Private payers follow Medicare, and it is common for discuss payment rates as a percent of Medicare. Had Congress corrected the Medicare physician payment algorithms and paid physicians appropriately, private payers would have followed suit. Thus, I blame Congress and not private payers for the demise of private practice.

Quick aside: the fumbling of the Medicare Conversion Factor has resulted in physicians providing services historically relegated to hospitals, saving patients – and Medicare – hundreds of millions of dollars.

Quick aside two: Medical groups were forced – I cannot think of another word – to use EHRs in the past fifteen years. One unintended consequence has been a 25% increase in the use of levels four and five E&M codes.

There are other factors that warrant consideration.I will leave those topics for another day. Instead, permit me to talk out of both sides of my mouth.

I believe there is a place for authorizations, provided private physicians, public health physicians and others have seats at the table. I wonder why this has not happened. I also wonder how the aggregate costs of the authorization process compare to the money saved; put another way, is the (presumed) reduction in healthcare insurance premiums worth the angst they cause patients and the time/expense they costs medical practices?

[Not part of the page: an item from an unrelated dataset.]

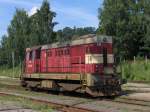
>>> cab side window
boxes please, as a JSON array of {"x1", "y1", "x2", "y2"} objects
[{"x1": 29, "y1": 51, "x2": 33, "y2": 61}]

I believe health insurance companies should not be publicly traded entities. There is a misalignment between Wall Street and Main Street where patients are the ones in the middle.

I believe there is too much variation in healthcare by physicians (e.g., variations in c-section, ADR, and stenting rates within groups and between communities).These inconsistencies, unmoored and unaddressed, are a reason payers have resorted to mechanisms such as prior authorization.

I believe payers are arbitrary and anything but transparent in their use of measures such as prior authorization. There should be benchmarks for exempting physicians from certain authorizations (often referred to as ‘gold carding), such as exempting a neurologist from brain MRI prior authorization when 95% of her requests are routinely approved. However, I have had pushback from physicians who would not accept gold carding unless it was for the entire group. Gold carding must occur at the individual physician level to be effective.

Finally, I am disgusted by the automated denials replete in the authorization review algorithms of several payers. If a medical director spent 1.2 seconds reviewing and denying a request on behalf of a loved one, I would be furious. Mad enough to kill someone? I would like to say no, but I have not been in that position. Patients pay a lot for their healthcare; they deserve better.